Essex at its Worst
- Rise of the Footsoldier II review by DJ
This film is very similar to those American films where they speak the vernacular that few outside the area will understand. It is brilliantly acted and directed. I was born in this area and I assure you, these people actually exist. Carlton took a wrong turn early in life and then found he was inextricably involved in a criminal network from which he later became desperate to escape. Initially seeking retribution, he found he needed cocaine to go into battle ... and a lot of it. He was later to realise that he was getting too old for this life, so eventually cleaned himself up in a bid to give up the life of crime. He had a wife and kids, whom he loved dearly.
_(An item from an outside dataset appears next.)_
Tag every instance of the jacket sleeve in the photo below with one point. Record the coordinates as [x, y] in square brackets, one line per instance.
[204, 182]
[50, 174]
The acting throughout was so good, everything became incredibly real. From the technical point of view, this film is extremely well directed, the lighting dramatic and the dialogue audible. However, unless you actually live in London or the surrounding areas, it is unlikely you will understand the dialogue. In this respect it is in need of subtitles, as there are few consonants uttered. Maybe, this is the reason that it carried such verite. The casting director gathered a collection of talent actually from the area of the film's location, and that is what made it so real. The talent didn't so much act their parts, as live them. There are no silly theatrics in this film, no James Bond, no superhero fantasy ... it is frighteningly real ... all of it. In fact, there is hardly a place on this planet, where the violence exceeds what this film depicts. For me, it was a docudrama, brilliantly portrayed, yet shocking.